Is a verbomaniac. And a human being. And that's where the problem begins. View all posts by Itihas Shetty

2 responses to “album review : March of the Norse (2011) – Demonaz

  • St Teresa

    The lyrical themes are similar because this guy writes all Immortal’s lyrics as well as, obviously, these. He’s kind of ‘the fourth member’ you never see (except in the ‘All Shall Fall’ video) because, aside from playing guitar which he had to stop playing for the band due to chronic tendonitis after the 3rd Immortal album, he’s always remained integral to their creative process. Hence the lyrical and stylistic similarities. It’s hardly the ‘original ex-member who sadly makes similar sounding music and lyrics to his old band’ type of picture you try to paint.

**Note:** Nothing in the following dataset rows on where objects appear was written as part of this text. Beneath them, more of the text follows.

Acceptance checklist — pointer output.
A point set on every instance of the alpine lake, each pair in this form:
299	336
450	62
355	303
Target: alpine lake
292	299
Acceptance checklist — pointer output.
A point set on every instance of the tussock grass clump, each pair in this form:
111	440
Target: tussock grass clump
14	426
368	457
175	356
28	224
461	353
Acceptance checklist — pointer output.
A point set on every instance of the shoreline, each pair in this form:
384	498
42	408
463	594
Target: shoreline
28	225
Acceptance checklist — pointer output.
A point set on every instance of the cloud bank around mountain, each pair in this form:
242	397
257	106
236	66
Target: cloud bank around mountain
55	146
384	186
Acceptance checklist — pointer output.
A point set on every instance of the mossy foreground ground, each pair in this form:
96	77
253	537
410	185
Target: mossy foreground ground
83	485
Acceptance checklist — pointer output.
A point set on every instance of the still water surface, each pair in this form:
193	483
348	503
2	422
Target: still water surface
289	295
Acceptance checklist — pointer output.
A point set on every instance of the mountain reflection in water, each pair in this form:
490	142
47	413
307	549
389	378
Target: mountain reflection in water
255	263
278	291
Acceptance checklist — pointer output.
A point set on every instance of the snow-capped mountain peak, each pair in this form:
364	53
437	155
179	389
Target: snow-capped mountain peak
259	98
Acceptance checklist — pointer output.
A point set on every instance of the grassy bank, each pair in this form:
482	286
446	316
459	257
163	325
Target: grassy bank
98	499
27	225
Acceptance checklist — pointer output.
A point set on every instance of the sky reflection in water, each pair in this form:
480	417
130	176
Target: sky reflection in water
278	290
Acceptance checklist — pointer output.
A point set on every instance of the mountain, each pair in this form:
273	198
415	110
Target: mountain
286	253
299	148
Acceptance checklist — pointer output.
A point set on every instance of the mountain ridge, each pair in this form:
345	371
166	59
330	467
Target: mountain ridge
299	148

That being the case, I hardly think that they would have collaborated on this due to assumptions that it was “because they think the world has had enough of Immortal or maybe because we did not enjoy All Shall Fall much”. If you were making an album, wouldn’t you want to do it with your best mates? Especially knowing that your best mates are shit hot at playing this kind of music? And so what if the trio of bands, Immortal, I and Deminaz’ output is heavily influenced by Bathory? Does anyone moan that EVERY heavy metal band is totally based on Black Sabbath’s template? Bathory’s understandably one of the most influential bands in metal ever and it’s not like the 3 bands in question here are to Bathory what Kingdom Come were to Les Zeppelin. In other words; it is a good thing to sound like you are heavily influenced by them. So answer that and stay fashionable in your ill-informed, synical-ironic stance. And if you don’t like trying too hard with your music then stop making glib uninformed statements all through your reviews unless you’ve at least enough interest do have done enough homework so that you know what you are talking about and maybe just stick to simpler and more immediately accessible power pop like The Foo Fighters or Weezer in the meantime. Until you’ve moved up to being qualified to talk about what you are trying to talk about, that is.

    • Itihas Shetty

      oh, you’re on fire! well, when I say I don’t like trying too hard with my music I mean that I don’t want to force myself to like an album even if it’s coming from members of Immortal. you know what I mean? anyways, the “Black Sabbath is the founder of metal” was a discussion my grandpa had with his pals so you’re late. I am not into The Foo Fighters nor Weezer but I never thought any music is ‘simple’ or ‘immediately accessible’. now I even have a narrow minded reader on my blog. wow, I’m going places.